Davalı vekili, yetki itirazında bulunmuş, her ne kadar madde içeriğinde "01/05/2011 tarihine değin" ibaresi yer alsa bile maddenin tümü göz önüne alındığında kiracının tahliye edilen tarihe kadar sorumluluğunun devam edeceği, vaki ve muhtemel borçların da feshedilen bayilik sözleşmesi mahsuplaşmasına konu edilebileceğinin düzenlendiğini, davacının 15 günlük Mayıs 2011 kira bedeli ortak masraf bedeli ve pazarlama katkı payına dair bedelleri iade fatura ederek icra takibi başlattığını, ancak davacının kiralananın 24/05/2011 tarihine kadar fiilen kullanmaya devam ettiğini ve fayda sağladığını savunarak davanın reddine karar verilmesini talep etmiştir.
Mahkemece, iddia, savunma, bilirkişi raporu ve dosya kapsamına göre, İskenderun 3. İcra Müdürlüğü"nün 2012/1613 Esas sayılı takip dosyasının incelenmesinde, alacaklı davacı tarafından borçlu .... aleyhine 11.940,97 TL asıl alacak 319,33 TL işlemiş faiz olmak üzere toplam 12.260,30 TL"nin tahsili için icra takibi yapıldığı, icra emrinin borçluya tebliğ üzerine süresinde borca itiraz edildiği ve takibin durdurulmasına karar verildiği, süresinde iş bu davanın açıldığı, yaptırılan bilirkişi incelemeleri neticesinde birinci ve üçüncü bilirkişi raporlarında davacının davalıdan 3.322,21 TL alacaklı olduğunun tespit edildiği gerekçesiyle davanın kısmen kabulüne karar verilmiştir.

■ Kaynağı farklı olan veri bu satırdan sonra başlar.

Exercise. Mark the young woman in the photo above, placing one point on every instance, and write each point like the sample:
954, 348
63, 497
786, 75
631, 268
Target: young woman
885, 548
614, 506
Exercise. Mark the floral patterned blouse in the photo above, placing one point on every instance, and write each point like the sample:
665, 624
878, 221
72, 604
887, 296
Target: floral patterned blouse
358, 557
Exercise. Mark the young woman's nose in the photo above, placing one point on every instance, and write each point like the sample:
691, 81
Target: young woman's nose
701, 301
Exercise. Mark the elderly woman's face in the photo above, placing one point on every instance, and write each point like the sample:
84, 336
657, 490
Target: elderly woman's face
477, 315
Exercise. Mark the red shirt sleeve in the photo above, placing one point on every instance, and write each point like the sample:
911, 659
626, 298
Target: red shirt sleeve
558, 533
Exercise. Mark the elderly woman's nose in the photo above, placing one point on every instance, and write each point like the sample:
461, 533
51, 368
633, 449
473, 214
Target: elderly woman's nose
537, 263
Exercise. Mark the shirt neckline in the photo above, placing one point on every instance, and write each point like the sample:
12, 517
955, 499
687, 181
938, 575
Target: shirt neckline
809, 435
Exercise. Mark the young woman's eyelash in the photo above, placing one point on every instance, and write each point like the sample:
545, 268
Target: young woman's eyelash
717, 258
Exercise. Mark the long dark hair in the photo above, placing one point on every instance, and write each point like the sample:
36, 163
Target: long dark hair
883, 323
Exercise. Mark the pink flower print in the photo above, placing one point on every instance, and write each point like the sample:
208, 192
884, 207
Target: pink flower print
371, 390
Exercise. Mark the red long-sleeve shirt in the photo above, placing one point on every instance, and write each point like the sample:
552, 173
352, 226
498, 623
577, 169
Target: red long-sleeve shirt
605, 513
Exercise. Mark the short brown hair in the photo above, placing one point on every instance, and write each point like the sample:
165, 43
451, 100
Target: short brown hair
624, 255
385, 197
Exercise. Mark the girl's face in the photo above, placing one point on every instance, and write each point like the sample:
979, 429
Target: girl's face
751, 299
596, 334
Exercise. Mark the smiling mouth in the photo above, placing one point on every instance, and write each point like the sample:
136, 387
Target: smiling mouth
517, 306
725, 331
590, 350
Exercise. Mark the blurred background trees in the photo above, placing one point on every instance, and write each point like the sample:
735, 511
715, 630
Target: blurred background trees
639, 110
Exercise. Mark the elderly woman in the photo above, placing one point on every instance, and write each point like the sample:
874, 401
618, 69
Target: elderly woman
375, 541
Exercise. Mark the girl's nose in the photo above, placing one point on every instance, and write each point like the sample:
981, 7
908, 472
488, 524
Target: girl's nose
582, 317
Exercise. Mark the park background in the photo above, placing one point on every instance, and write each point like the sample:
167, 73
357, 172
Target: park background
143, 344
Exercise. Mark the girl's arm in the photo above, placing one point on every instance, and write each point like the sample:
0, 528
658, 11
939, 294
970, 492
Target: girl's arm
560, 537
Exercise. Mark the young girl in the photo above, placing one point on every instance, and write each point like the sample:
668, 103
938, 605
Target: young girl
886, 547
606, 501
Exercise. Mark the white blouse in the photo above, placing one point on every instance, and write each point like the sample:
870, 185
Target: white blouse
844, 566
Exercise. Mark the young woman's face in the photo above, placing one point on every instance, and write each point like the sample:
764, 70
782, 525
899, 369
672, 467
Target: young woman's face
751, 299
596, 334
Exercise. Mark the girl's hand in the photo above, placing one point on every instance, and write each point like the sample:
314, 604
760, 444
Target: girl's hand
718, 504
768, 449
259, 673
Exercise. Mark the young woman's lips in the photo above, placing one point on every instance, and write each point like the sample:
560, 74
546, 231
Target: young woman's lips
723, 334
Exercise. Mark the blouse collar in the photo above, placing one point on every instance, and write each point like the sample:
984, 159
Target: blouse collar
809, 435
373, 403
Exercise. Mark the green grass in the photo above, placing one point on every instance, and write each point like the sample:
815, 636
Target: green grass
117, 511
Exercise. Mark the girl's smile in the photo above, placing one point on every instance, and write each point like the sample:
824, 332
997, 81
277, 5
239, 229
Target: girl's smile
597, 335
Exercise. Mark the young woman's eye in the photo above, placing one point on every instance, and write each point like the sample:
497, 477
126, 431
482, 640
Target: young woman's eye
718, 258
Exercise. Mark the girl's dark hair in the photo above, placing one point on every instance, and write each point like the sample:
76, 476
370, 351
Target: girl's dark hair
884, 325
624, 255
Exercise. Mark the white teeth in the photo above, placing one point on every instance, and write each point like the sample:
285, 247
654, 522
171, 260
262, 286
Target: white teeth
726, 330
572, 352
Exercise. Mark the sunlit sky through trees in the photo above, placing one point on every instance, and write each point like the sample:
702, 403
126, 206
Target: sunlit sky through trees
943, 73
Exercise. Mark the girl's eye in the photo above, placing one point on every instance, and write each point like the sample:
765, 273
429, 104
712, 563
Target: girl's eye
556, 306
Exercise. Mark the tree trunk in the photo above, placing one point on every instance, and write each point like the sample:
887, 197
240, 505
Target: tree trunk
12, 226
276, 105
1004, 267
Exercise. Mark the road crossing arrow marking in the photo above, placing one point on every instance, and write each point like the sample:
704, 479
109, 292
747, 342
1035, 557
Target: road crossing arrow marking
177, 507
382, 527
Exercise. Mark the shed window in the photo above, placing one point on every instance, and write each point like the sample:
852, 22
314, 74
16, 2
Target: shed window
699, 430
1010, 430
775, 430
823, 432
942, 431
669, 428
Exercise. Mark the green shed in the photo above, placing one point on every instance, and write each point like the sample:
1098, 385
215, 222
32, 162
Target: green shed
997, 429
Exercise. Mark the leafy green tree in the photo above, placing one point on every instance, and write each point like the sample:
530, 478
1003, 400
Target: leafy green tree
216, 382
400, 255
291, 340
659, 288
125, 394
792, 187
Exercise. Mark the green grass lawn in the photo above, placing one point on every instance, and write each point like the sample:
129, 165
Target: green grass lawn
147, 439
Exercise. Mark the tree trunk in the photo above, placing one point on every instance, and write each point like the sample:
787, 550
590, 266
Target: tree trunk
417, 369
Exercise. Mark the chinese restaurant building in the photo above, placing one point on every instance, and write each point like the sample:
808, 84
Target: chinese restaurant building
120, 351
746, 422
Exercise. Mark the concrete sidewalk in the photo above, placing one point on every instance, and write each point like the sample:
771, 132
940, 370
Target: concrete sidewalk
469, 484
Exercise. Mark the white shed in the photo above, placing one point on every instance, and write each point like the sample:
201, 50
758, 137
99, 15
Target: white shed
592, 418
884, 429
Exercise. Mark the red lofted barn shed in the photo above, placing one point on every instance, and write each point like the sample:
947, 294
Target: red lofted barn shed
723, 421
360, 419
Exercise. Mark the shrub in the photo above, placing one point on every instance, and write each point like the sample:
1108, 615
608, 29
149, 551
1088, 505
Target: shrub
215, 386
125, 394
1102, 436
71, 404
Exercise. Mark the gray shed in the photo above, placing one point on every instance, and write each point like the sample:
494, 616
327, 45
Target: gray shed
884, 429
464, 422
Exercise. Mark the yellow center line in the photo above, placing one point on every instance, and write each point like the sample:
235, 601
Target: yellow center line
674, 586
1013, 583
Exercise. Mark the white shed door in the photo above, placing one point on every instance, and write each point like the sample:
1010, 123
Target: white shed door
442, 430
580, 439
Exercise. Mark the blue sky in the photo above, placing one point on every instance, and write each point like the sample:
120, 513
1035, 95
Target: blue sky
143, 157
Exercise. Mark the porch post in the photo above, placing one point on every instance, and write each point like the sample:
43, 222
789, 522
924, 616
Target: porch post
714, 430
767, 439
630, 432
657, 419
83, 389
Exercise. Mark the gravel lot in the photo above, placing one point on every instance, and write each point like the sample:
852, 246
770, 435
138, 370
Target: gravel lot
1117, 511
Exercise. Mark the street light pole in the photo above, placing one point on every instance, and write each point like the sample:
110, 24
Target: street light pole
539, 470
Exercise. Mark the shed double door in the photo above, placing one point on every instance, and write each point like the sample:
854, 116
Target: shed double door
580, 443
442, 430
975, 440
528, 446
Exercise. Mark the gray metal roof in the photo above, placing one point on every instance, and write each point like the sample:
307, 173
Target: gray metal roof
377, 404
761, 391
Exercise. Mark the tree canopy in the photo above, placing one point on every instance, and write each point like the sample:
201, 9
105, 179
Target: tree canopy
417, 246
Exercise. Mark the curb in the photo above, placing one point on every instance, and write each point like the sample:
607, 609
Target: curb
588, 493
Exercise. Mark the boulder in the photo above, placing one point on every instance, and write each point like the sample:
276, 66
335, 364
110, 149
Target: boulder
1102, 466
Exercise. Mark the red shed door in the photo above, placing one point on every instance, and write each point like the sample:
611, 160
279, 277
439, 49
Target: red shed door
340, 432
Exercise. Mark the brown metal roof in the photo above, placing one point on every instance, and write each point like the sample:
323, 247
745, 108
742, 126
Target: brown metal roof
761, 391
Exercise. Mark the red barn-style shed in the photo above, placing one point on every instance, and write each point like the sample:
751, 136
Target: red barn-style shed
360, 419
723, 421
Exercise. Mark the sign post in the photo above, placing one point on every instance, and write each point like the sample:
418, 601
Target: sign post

Kararı, davacı vekili, davalı vekili temyiz etmiştir.
1- Dava dosyası içerisindeki bilgi ve belgelere, mahkeme kararının gerekçesinde dayanılan delillerin tartışılıp, değerlendirilmesinde usul ve yasaya aykırı bir yön bulunmamasına göre, davacı vekilinin tüm, davalı vekilinin aşağıdaki bent dışında kalan sair temyiz itirazları yerinde değildir.
2- Her ne kadar taraflar arasında 18.05.2011 tarihli protokolde mecurun 24.05.2011 tarihi itibariyle tahliye edilerek kiralayana teslim edileceği ve 01.05.2011 tarihine değin muaccel hale gelmiş bedellerin ödeneceği kararlaştırılmış ise de; mayıs ayına dair onbeş günlük kira bedeli ve ortak masraf bedeli ile nisan, mayıs, haziran aylarına dair pazarlama katkı payı bedeline ilişkin düzenlenen faturaların davacıya tebliğ edildiği ve davacı tarafından sekiz günlük yasal sürede faturalara itiraz edilip iade faturası kesilmediği, süre geçtikten sonra iade faturası düzenlendiği ve bu faturaları defterine kaydettiği anlaşılmakla, davacının bu bedelleri ödemekle yükümlü olmasına rağmen, süresinden sonra düzenlenen iade faturasına dayanarak defterine kaydettiği faturalardan yalnız mayıs/haziran pazarlama katkı payına ilişkin fatura bedelini ödememekte haklı olduğu gerekçesiyle davanın kısmen kabulüne karar verilmesi doğru olmamış, kararın davalı yararına bozulması gerekmiştir.
SONUÇ: Yukarıda (1) nolu bentte açıklanan nedenlerle davacı vekilinin tüm, davalı vekilinin sair temyiz itirazlarının reddine, (2) nolu bentte açıklanan nedenlerle davalı vekilinin temyiz itirazlarının kabulü ile kararın davalı yararına BOZULMASINA, istek halinde aşağıda yazılı 27.30 TL harcın temyiz edene iadesine, ödediği temyiz peşin harcın isteği halinde temyiz eden davalıya iadesine, 28/03/2016 tarihinde oybirliğiyle karar verildi.